Door het minimumloon te verhogen, stijgen ook de daaraan gekoppelde uitkeringen en de AOW, zodat het sociaal minimum wordt opgetrokken en niemand in armoede hoeft te leven.
“De uitkeringen stijgen mee. Uitkeringen die gekoppeld zijn aan het minimumloon, zoals WIA, Wajong, bijstand en AOW stijgen mee met de verhoging van het minimumloon.”
De VVD vindt dat werken altijd meer moet opleveren dan een uitkering en wil het verschil tussen werk en uitkering vergroten. Ze stellen voor om uitkeringen los te koppelen van het minimumloon, een uitkeringsplafond in te voeren en lokale regelingen te beperken, zodat het basissalaris van werkenden altijd hoger is dan het totaal aan uitkeringen. De kern van hun visie is dat het financieel aantrekkelijker moet zijn om te werken dan om afhankelijk te zijn van sociale voorzieningen.
De VVD wil voorkomen dat mensen met een uitkering door stapeling van toeslagen en regelingen meer te besteden hebben dan werkenden met een basissalaris. Ze willen landelijke voorwaarden stellen aan gemeentelijke regelingen, een uitkeringsplafond invoeren en de koppeling tussen minimumloon en uitkeringen loslaten. Dit moet ervoor zorgen dat het basissalaris van werkenden altijd hoger is dan het totaal aan uitkeringen.
“Het mag namelijk niet zo zijn dat werken voor een slechter inkomen zorgt dan een uitkering.”
“Het mag niet meer gebeuren dat iemand door een stapeling van uitkeringen en toeslagen meer te besteden heeft dan iemand die hard werkt om rond te komen.
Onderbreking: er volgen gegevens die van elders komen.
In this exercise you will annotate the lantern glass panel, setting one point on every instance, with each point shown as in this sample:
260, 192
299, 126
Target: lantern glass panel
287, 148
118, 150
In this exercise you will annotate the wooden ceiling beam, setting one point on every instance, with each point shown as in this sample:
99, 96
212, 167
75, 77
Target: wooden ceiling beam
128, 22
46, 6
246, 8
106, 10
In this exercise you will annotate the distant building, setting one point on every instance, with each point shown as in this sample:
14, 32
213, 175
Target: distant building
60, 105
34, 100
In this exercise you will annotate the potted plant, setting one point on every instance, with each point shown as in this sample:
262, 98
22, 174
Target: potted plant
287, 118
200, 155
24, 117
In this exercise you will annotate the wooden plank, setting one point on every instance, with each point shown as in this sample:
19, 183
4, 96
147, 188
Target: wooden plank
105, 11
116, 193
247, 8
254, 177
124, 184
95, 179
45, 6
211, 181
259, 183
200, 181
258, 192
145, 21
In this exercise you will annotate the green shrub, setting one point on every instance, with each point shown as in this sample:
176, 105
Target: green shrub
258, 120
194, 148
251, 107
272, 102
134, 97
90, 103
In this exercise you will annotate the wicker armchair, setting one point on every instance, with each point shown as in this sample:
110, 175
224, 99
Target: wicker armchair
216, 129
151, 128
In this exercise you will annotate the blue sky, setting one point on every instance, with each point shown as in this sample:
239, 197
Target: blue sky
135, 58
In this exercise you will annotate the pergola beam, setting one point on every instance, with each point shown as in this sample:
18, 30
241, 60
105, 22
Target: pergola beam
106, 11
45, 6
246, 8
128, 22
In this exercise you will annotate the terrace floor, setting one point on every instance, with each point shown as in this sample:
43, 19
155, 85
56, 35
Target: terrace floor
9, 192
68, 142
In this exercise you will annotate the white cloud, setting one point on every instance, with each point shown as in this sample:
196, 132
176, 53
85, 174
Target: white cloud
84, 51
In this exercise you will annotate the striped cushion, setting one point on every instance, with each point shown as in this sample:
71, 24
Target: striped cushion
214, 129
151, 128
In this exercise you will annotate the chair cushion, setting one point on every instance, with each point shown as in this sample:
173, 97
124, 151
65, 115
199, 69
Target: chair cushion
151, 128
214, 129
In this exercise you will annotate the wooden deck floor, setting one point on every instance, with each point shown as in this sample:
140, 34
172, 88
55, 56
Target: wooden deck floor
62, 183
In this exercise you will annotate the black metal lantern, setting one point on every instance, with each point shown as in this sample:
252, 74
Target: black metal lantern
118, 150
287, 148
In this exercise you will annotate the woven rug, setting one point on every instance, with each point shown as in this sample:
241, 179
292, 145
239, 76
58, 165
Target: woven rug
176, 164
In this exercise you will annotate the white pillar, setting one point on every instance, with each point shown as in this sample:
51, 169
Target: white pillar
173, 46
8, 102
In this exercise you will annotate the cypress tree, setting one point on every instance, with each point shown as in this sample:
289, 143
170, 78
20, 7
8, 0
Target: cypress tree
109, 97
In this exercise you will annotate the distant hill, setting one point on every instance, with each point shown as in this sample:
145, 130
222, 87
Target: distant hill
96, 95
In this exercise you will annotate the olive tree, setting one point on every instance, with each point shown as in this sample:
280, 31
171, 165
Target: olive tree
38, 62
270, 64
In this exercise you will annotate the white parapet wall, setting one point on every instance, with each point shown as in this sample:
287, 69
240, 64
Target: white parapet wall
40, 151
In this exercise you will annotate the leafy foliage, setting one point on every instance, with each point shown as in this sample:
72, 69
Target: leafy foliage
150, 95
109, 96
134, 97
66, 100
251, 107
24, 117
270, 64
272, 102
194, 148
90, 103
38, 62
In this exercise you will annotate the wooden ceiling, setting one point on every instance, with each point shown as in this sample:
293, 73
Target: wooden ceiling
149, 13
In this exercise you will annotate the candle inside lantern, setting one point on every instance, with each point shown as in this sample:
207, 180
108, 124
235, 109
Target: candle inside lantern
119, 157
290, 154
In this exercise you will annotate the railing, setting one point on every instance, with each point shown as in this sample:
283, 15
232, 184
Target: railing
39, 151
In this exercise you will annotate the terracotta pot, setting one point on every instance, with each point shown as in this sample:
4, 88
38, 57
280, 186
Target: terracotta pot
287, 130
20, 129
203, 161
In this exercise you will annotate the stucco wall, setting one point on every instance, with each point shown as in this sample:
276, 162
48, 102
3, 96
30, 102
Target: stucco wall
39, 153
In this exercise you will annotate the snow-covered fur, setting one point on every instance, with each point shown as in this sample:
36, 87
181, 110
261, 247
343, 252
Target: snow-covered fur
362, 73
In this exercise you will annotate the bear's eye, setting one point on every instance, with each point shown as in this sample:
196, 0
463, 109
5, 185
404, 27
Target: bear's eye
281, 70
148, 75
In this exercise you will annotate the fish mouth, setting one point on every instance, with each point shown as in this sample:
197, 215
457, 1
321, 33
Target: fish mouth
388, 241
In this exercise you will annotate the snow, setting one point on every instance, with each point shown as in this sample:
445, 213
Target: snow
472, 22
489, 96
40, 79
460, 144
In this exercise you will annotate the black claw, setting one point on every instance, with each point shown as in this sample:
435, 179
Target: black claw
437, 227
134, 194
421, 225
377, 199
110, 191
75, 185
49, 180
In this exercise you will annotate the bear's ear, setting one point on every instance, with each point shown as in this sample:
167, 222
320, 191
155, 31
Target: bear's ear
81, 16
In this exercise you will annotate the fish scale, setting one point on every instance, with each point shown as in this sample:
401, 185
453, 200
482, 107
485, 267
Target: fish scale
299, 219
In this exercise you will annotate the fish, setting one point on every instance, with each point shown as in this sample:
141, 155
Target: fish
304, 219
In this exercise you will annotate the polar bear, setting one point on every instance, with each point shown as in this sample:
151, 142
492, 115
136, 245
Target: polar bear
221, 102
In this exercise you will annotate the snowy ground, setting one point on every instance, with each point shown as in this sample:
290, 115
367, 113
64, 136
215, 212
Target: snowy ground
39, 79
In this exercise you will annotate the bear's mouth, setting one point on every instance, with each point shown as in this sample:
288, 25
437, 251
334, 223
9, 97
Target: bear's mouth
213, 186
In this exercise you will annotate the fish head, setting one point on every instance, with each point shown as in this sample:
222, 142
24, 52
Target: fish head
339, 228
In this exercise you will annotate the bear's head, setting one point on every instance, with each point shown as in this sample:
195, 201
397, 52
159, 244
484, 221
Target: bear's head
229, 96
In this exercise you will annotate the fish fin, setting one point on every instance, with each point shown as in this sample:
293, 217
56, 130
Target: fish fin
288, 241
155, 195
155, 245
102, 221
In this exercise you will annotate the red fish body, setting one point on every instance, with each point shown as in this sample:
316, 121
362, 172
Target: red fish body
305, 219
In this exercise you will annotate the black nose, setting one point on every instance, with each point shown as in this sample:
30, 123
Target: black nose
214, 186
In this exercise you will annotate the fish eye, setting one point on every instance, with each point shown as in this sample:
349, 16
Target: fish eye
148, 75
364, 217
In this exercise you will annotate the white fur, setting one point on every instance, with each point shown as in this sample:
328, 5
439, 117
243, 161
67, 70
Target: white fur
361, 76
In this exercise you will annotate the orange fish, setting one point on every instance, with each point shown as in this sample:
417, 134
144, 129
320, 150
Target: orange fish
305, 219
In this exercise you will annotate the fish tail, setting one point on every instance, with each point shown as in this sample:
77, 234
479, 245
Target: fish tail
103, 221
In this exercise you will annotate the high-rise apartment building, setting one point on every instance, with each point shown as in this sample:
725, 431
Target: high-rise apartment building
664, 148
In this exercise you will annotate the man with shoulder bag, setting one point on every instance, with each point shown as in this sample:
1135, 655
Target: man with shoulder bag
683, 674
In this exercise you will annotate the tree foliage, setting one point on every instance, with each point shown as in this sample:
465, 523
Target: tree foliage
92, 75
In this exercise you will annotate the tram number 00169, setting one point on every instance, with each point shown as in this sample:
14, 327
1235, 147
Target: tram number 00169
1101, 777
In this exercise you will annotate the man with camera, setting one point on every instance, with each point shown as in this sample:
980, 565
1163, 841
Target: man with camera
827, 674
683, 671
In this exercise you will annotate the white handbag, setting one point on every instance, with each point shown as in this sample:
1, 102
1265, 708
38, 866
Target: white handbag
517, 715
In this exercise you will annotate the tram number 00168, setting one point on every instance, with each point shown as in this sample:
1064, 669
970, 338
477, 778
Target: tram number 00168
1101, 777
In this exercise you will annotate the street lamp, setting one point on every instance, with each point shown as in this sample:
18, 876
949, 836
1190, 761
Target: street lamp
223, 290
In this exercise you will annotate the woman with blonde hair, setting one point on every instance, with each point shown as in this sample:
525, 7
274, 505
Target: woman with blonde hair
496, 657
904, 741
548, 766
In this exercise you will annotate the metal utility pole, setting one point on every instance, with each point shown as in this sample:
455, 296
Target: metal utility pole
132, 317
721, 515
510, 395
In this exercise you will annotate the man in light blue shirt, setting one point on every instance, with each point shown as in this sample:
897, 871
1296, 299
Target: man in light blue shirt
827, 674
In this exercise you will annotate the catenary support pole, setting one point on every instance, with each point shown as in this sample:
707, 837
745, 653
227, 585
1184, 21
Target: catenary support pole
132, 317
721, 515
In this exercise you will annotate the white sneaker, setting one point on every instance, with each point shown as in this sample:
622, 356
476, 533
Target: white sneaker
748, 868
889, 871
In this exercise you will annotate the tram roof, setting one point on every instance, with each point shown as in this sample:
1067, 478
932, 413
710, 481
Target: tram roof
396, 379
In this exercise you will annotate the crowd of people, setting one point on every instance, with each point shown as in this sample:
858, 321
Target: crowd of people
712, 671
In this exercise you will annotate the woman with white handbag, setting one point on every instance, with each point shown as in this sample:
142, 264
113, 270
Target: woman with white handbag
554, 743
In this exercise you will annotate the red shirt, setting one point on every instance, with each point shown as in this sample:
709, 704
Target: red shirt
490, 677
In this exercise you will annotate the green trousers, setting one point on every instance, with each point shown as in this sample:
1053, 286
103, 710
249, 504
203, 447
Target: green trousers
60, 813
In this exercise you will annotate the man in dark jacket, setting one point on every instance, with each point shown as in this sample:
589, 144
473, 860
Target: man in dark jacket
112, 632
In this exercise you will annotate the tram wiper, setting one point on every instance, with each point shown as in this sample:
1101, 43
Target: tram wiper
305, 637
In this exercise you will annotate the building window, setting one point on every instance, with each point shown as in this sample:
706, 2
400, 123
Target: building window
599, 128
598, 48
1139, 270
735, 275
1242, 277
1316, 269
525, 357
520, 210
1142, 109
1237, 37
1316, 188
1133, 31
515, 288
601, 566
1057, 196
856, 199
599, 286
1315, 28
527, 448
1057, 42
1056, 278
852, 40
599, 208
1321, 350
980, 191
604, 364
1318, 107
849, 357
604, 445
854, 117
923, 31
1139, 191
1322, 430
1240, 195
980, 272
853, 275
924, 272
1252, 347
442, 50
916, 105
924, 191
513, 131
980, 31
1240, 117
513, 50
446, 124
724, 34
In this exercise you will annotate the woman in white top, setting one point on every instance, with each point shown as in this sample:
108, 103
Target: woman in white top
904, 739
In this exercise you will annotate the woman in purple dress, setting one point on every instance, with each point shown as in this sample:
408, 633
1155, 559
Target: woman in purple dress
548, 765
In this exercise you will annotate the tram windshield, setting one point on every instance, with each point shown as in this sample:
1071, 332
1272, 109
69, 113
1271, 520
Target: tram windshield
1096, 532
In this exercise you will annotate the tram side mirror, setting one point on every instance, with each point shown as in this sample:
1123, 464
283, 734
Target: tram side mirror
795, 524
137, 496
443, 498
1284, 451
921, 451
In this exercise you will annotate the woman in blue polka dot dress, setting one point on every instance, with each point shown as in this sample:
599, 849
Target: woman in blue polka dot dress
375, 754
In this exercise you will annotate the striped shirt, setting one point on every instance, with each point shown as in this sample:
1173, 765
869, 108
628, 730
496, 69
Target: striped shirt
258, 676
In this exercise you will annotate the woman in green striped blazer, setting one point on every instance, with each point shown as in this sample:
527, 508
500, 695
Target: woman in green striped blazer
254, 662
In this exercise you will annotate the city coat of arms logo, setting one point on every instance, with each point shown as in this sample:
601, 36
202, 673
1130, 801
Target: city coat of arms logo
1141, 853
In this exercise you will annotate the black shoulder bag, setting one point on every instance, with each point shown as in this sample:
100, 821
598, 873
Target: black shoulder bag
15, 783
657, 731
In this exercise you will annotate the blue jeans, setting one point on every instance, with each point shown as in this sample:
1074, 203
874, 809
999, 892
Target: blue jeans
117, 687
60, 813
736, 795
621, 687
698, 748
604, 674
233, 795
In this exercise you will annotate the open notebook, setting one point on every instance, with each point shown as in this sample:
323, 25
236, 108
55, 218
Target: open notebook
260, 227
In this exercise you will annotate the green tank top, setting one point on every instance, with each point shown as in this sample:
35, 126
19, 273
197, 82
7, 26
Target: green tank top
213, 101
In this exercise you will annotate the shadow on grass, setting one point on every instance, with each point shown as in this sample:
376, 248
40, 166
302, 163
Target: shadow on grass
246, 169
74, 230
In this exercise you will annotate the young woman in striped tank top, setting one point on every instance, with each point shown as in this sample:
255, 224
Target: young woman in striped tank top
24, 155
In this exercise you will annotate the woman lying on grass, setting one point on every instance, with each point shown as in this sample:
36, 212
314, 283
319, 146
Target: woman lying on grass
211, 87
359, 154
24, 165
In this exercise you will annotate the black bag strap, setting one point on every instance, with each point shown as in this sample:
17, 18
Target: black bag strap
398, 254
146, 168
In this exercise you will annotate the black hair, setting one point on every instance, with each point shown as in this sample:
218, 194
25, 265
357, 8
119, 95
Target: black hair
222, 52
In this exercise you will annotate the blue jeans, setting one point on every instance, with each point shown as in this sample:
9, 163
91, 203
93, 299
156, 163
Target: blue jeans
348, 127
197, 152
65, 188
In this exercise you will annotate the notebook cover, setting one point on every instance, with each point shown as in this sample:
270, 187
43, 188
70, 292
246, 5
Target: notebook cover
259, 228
We voeren een plafond in op de totale steun die één huishouden kan ontvangen.”
“De huidige koppeling tussen minimumloon en uitkeringen zorgt ervoor dat veel werkenden er nooit méér op vooruit mogen gaan dan uitkeringsgerechtigden. Wij laten deze koppeling los en herstellen het verschil tussen werk en uitkering.”
De VVD wil dat uitkeringen (behalve AOW en arbeidsongeschiktheidsregelingen) voortaan alleen met de inflatie meestijgen, en niet meer automatisch met de cao-lonen. Dit moet het verschil tussen het basissalaris van werkenden en het inkomen van uitkeringsgerechtigden vergroten.
“Voortaan stijgen de uitkeringen, behalve de AOW en regelingen voor arbeidsongeschikten, mee met de inflatie in plaats van met de lonen.”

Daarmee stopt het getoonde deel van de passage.